I got around to watching that new Coen Brothers film, True Grit. I love the Coen Brothers. They do great films. And Jeff Bridges is a great actor too.

And I’ve still been watching my fair share of anime. Mind Game is quite possibly the strangest anime I’ve seen. It’s totally insane in a totally insanely brilliant way that at times I had no idea what to make of it. Vampire Hunter D: Bloodlust. I bought this film ages ago. When I first started watching anime, earlier in the year. It was the only thing out of all the stuff I bought back then that I still hadn’t watched. I don’t know why. It was brilliant. It had that stylistic energy to it that Scott Westerfeld’s Leviathan trilogy did in book form. It was crazy weird, violent, the story was pretty good, and the animation was stunning. A real gothic action masterpiece.

And then there was Arrietty. The Secret World of Arrietty. A Studio Ghibli film. Please excuse me while I grab something for you to feast your ears upon.

There. Click play. The music for this film is beautiful. Everything about this film is beautiful. The story is a retelling of “The Borrowers”. Screenplay by Hayao Miyazaki. The story is really well told. And the animation is stunning, the perspectives are brilliant. When I watch a Ghibli film, it takes me to another world completely. While I love Ponyo and Spirited Away and Howl’s Moving Castle, those particular films to me didn’t feel as breathtaking and exciting as Princess Mononoke, or my favourite, Nausicaa of the Valley of the Wind. To me, Arrietty is right up there.

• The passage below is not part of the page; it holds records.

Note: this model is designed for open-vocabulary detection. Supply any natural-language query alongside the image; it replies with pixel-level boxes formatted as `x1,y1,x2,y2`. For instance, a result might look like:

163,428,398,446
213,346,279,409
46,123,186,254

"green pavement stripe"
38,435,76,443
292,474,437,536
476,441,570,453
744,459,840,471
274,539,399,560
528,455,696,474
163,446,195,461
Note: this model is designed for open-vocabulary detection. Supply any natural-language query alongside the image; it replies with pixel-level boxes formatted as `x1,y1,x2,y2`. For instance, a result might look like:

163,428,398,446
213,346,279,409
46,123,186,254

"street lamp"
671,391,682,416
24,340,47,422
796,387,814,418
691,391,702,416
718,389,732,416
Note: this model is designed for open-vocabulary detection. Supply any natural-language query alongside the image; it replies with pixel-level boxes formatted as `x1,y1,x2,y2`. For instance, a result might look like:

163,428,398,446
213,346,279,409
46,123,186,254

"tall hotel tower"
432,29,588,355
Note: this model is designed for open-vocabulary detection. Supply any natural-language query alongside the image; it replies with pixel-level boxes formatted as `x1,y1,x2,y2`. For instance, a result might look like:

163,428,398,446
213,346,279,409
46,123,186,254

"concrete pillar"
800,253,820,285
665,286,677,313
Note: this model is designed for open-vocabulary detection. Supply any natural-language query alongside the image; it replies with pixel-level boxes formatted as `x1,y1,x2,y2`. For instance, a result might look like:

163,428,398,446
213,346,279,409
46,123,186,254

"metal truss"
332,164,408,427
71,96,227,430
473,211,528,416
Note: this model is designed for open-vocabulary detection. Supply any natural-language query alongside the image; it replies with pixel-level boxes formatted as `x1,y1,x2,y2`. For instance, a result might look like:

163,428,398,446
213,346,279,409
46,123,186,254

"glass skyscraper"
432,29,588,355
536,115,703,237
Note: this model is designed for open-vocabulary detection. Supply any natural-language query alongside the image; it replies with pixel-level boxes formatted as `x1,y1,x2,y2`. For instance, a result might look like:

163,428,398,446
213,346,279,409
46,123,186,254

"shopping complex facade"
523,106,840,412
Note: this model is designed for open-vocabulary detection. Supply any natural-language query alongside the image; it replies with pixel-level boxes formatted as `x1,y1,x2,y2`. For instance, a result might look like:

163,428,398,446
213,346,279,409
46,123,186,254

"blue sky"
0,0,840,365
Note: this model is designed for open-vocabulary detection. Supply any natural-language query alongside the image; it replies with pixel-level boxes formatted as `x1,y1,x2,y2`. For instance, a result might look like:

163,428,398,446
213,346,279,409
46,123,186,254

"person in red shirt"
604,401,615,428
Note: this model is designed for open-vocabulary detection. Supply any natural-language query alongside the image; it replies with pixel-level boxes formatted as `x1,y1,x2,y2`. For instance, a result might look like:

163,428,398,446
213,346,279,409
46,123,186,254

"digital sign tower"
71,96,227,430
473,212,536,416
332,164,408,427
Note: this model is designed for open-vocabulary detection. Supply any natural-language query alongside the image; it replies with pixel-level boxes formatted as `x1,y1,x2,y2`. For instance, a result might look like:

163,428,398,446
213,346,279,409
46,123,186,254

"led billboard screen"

I watched bits and pieces of a few anime shows too. I watched a series called Noir. It’s about female assassins. Girls with guns. If Japan has taught me anything, it would be that everything is better if you make it more violent, and give it guns and bigger tits. This isn’t that kind of anime. It’s plot heavy stuff. Set in France and focusing on a secret society conspiracy of elite assassins and such. There’s still a decent amount of action, but it’s based entirely around the pacing of the plot, and while the gunfights are pretty awesome, there is zero blood. So, where the typical thing would be to overexaggerate those sorts of scene, it’s totally understated. But the story develops really well, and the animation is great. It’s more of an action/mystery, sort of noir-esque without being hard-boiled noir. It’s now one of my favourite anime series.

So, while my bizarro writing friends have been getting up to amazing things in Portland recently, I have to say, this month for me has been pretty fucking great.